A remarkable thing happened yesterday. Dianne Feinstein, Carl Levin, and John McCain sent a letter to Michael Lynton, the CEO of Sony Pictures Entertainment. It was regarding the portrayal of torture in the new film, Zero Dark Thirty. Feinstein does it as the chairman of the Senate Select Committee on Intelligence.
It is a most reasonable, if direct, letter. They point out that they understand that writers make things up to tell a more dramatic story. Their concern is with the opening of the film which displays on the screen, “Based on first-hand accounts of actual events.” They call for the producers to make clear that torture was not helpful in the hunt for Osama bin Laden.

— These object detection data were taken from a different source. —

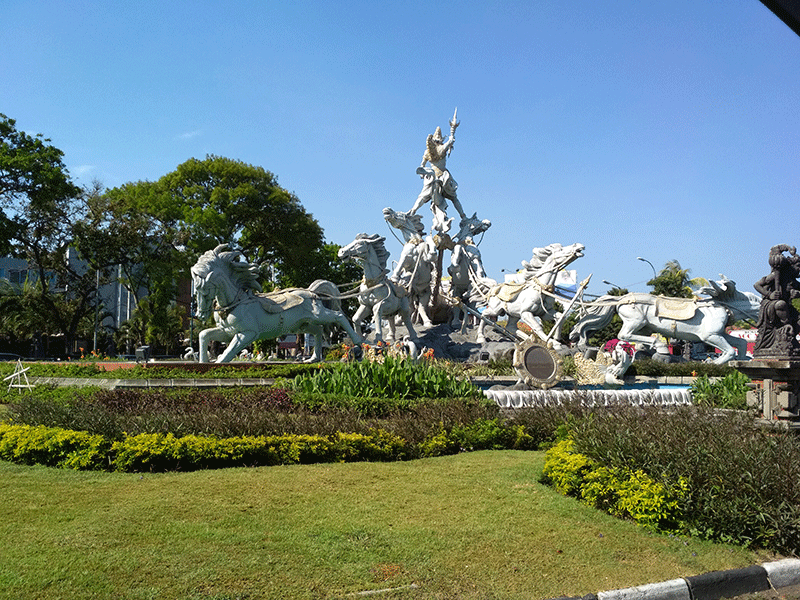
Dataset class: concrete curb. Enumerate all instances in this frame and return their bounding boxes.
[552,558,800,600]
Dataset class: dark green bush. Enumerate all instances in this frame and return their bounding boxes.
[569,407,800,553]
[692,371,750,410]
[625,359,735,377]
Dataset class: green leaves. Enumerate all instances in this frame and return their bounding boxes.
[294,357,481,399]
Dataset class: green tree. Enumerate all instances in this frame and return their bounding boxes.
[647,260,694,298]
[158,156,328,287]
[0,114,97,351]
[82,156,340,352]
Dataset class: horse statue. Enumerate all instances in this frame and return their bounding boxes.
[570,278,761,364]
[447,213,496,329]
[476,244,585,344]
[339,233,417,342]
[191,244,363,363]
[383,208,436,327]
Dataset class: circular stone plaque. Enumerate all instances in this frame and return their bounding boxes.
[514,336,561,389]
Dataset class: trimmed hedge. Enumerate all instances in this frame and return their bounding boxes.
[0,423,407,472]
[541,438,688,532]
[0,419,535,472]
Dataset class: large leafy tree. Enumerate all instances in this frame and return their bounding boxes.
[76,156,346,352]
[647,260,694,298]
[0,114,97,350]
[158,156,326,286]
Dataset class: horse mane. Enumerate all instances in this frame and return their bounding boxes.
[383,207,425,236]
[192,244,261,292]
[356,233,389,270]
[522,243,562,271]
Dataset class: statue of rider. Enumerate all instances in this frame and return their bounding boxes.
[409,110,466,234]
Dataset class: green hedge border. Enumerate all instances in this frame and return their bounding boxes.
[0,419,537,472]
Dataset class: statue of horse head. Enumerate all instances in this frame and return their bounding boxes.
[522,243,586,277]
[697,275,761,321]
[383,207,425,242]
[191,244,261,319]
[453,213,492,242]
[339,233,389,272]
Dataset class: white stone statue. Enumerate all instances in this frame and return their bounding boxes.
[476,244,584,343]
[447,215,495,328]
[409,110,466,234]
[192,244,363,362]
[383,208,436,327]
[339,233,417,342]
[570,279,761,364]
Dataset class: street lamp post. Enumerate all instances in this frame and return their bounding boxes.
[636,256,658,279]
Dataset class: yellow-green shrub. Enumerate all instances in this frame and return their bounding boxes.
[542,438,688,531]
[0,423,111,469]
[112,431,405,471]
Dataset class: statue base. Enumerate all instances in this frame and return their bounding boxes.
[729,357,800,429]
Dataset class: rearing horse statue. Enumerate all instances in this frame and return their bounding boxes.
[383,208,436,327]
[192,244,363,363]
[339,233,417,342]
[477,244,584,343]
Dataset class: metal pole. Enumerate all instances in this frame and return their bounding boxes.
[636,256,658,279]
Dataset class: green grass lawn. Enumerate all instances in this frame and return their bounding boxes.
[0,451,774,600]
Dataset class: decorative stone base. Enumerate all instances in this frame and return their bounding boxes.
[729,358,800,426]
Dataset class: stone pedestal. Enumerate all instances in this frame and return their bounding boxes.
[730,358,800,428]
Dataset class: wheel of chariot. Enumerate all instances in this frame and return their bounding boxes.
[514,335,562,390]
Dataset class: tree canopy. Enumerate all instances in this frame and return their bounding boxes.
[647,260,694,298]
[0,114,97,354]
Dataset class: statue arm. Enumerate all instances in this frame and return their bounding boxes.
[753,274,772,298]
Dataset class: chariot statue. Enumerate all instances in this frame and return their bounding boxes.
[383,208,436,327]
[570,277,759,364]
[476,243,585,343]
[191,244,363,363]
[339,233,417,342]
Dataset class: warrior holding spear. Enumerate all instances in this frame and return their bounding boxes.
[408,108,467,234]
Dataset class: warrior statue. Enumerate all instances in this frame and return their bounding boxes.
[409,109,466,234]
[753,244,800,358]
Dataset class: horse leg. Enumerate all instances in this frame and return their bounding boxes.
[303,325,323,363]
[475,300,502,344]
[400,299,419,340]
[197,327,231,362]
[417,289,433,327]
[520,310,547,340]
[217,331,256,363]
[372,302,384,344]
[352,304,370,343]
[703,334,747,365]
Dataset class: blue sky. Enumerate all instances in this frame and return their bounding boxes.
[0,0,800,293]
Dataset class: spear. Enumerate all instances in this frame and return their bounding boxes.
[447,106,461,156]
[542,273,594,344]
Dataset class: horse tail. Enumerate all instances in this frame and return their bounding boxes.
[569,296,619,347]
[308,279,342,312]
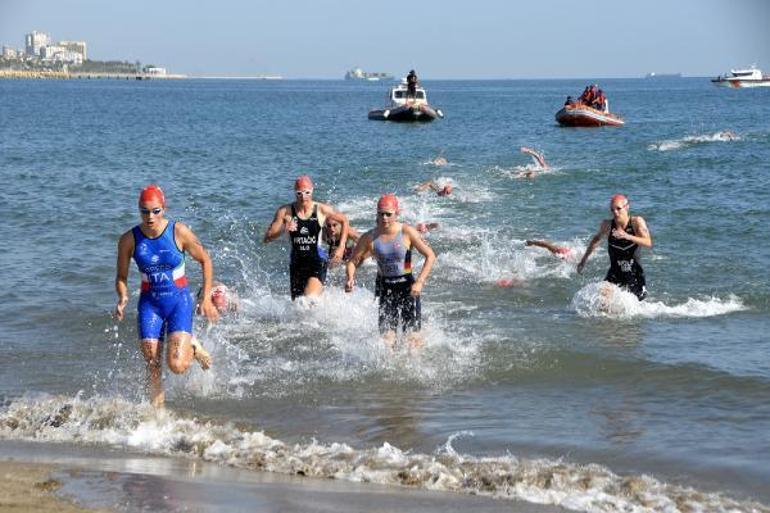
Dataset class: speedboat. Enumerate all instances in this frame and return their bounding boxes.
[711,66,770,88]
[556,103,626,126]
[369,79,444,121]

They spend more than a page discussing not only the ineffectiveness of torture in this particular case but in general. And they are very concerned about what the Bush (never mentioned by name) torture program has done to the soul of America. They end the letter:
The use of torture should be banished from serious public discourse for these reasons alone, but more importantly, because it is a violation of the Geneva Conventions, because it is an affront to America’s national honor, and because it is wrong. The use of torture in the fight against terrorism did severe damage to America’s values and standing that cannot be justified or expunged. It remains a stain on our national conscience. We cannot afford to go back to these dark times, and with the release of Zero Dark Thirty, the filmmakers and your production studio are perpetuating the myth that torture is effective. You have a social and moral obligation to get the facts right.
It is rare that I feel pride about an elected representative. This is a very good letter and it is nice to see some people in power stand up for at least a small part of what I always believed were this country’s values.